Faced with the spiraling cost of living and lacking a clear decision on the status of myriad looming Federal tax increases, we will all go to the polls in November with a high degree of uncertainty as to whether we can afford to vote for the various local revenue issues such as funding for schools, roads, senior services, child protective services and more.

It is only at the local level where we are allowed to go to the polls and vote on taxes for the things we might actually want. In the Congress and in the Statehouses, our elected officials tell us how much of our money they will allow us to keep.

Every time they squeeze us for more money through their multiple taxing schemes, we have less income available to allocate to our local institutions. When we are in the polling booth sweating bullets over whether we can afford to vote for one or more of our local levies, we have to do so without knowing for sure if we are going to get zapped with an increase in our Federal taxes in January. Most of the decisions to raise our local taxes are close ones as it is, and I don’t want the greed of the Washington leviathan forcing us to sacrifice what have been valued local institutions in favor of Washington pork.

This dilemma makes it tough to fund things like the hundreds of schools and service programs for individuals with disabilities across the region when we can’t even predict our own tax burden for more than a few months into the future. If Washington takes a bigger bite, there is less left for us locally. And locally is the only place where I can stand in a polling booth and have my say about funding for police and fire, roads, school levies, and all the others.

Seniors on fixed incomes are the most conflicted, especially with a looming explosion in Medicare “gap” insurance premiums, higher prescription drug costs and reduced coverages. Prices for gasoline, electricity, food and almost everything else are up, while interest rates on their meager savings are effectively zero. Exacerbating the rising cost-of-living trend is the ever-running government printing press, cranking out more and more fiat money, making every new dollar worth less than all those printed before, including the ones in our wallets and bank accounts.
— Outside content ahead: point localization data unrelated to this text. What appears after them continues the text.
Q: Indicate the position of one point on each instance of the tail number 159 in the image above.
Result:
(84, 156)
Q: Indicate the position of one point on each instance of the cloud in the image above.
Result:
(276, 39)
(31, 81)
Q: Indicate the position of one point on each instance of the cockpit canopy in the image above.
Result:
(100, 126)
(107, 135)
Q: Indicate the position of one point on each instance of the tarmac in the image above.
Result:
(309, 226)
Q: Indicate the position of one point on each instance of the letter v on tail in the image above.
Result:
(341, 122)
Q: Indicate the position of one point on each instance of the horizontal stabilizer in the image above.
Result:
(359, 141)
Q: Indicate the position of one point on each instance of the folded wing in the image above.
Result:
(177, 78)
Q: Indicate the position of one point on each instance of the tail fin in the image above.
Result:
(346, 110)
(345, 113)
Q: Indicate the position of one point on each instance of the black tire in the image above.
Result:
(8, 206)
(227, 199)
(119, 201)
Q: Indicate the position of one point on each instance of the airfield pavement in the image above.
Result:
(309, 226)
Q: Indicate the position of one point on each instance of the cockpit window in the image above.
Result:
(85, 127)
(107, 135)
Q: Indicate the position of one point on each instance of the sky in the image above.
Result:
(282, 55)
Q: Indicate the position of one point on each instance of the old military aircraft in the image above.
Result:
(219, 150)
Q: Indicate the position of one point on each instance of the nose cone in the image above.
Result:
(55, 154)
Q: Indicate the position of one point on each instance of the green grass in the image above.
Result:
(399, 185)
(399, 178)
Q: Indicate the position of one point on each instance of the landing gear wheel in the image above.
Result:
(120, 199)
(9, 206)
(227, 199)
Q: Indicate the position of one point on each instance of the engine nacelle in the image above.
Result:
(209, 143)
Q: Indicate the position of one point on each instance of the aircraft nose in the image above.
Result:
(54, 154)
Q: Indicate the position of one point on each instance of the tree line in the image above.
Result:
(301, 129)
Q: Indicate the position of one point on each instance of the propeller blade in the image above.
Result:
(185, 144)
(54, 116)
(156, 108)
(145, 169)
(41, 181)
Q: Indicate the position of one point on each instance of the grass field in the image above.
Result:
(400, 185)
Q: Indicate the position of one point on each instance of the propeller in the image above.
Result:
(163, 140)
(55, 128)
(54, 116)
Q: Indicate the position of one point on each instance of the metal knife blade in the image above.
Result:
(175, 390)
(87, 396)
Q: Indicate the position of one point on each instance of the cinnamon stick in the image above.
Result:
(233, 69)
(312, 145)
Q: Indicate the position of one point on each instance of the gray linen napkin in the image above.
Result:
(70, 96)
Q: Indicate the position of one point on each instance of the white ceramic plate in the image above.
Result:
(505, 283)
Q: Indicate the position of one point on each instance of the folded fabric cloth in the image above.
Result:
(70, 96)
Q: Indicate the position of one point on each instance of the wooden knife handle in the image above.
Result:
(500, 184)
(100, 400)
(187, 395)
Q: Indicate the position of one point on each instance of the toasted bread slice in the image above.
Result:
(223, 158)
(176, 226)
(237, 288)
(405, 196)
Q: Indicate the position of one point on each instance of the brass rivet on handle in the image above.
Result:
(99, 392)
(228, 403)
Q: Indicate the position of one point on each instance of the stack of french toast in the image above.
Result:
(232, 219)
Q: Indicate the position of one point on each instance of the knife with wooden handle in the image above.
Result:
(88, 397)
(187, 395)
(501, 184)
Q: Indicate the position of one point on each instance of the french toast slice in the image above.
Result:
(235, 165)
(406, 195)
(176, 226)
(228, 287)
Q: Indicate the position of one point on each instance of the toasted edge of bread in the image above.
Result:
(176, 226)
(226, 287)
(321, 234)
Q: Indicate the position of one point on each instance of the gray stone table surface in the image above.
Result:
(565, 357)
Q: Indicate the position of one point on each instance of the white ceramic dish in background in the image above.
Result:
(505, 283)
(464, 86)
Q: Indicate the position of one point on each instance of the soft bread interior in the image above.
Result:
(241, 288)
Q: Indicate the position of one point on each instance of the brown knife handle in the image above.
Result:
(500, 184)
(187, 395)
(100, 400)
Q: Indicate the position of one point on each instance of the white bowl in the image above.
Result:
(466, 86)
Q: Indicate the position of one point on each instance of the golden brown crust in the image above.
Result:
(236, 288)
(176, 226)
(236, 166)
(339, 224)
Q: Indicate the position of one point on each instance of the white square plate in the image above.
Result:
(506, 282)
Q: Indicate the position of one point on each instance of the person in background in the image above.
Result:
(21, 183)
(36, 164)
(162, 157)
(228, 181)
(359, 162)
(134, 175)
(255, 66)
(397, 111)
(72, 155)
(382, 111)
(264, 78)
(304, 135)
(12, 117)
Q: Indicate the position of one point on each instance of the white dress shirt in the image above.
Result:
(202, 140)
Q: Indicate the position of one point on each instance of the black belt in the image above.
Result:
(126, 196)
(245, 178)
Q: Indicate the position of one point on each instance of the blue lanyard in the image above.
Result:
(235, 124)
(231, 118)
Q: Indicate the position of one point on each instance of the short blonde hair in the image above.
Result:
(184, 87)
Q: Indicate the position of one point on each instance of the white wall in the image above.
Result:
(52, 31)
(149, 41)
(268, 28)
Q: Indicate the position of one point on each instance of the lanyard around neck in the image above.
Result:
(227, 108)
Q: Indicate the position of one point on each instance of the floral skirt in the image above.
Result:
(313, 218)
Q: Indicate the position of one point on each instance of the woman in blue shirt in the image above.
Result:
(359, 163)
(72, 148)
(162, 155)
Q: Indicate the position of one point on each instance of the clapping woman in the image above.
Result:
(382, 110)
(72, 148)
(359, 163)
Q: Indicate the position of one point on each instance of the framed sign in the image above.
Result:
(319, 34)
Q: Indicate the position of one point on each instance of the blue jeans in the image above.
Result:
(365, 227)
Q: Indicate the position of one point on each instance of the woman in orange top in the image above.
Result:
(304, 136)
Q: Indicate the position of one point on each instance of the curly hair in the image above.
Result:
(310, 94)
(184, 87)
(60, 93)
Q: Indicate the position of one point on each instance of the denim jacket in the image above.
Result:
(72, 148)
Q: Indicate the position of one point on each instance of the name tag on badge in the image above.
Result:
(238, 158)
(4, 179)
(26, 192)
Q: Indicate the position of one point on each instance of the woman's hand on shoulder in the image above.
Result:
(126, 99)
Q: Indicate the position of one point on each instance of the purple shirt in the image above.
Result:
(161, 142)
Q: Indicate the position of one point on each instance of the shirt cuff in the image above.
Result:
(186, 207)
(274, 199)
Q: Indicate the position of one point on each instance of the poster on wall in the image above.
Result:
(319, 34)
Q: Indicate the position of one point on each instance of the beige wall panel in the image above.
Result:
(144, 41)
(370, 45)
Congress has not just driven up prices, but has assured that the dollars we do get to keep are worth less and less. My mother’s $18 monthly social security COLA won’t even buy a tank of gas for her 13 year-old Buick, cover her growing out-of-pocket cost for Medicare, offset record-high heating fuel prices or the growing grocery bill. Nor will it for millions of others on fixed or declining incomes.

Most of us can cope with almost anything if we know what’s coming. It’s the uncertainty that can flummox and frighten even the strongest and most experienced among us, and positively terrorize the elderly who still have vivid memories of the Great Depression.

None of this bodes well for those served by our local institutions. Nor is this their fault, whether it is the youngsters in school taking their turns to chase their dreams, or the most vulnerable of our sons and daughters who will live their entire lives in that nether world of disability completely dependent on the rest of us.

Since it is our money to start with, why in the world couldn’t we have been given the simple courtesy of a plain yes or no decision in Washington before we go to the polls?

To paraphrase former presidential candidate H. Ross Perot, that big sucking sound you hear is the vacuum cleaner-like roar of more of your shrinking paycheck rushing from your pocket to feed the already engorged but insatiably greedy central government in Washington.

Editor’s note: Dr. Terry Wallace is a Senior Fellow at the Institute for Excellence in Education at West Liberty University, a Senior Fellow at the Public Policy Foundation of West Virginia and a healthcare contributor at the CATO Institute.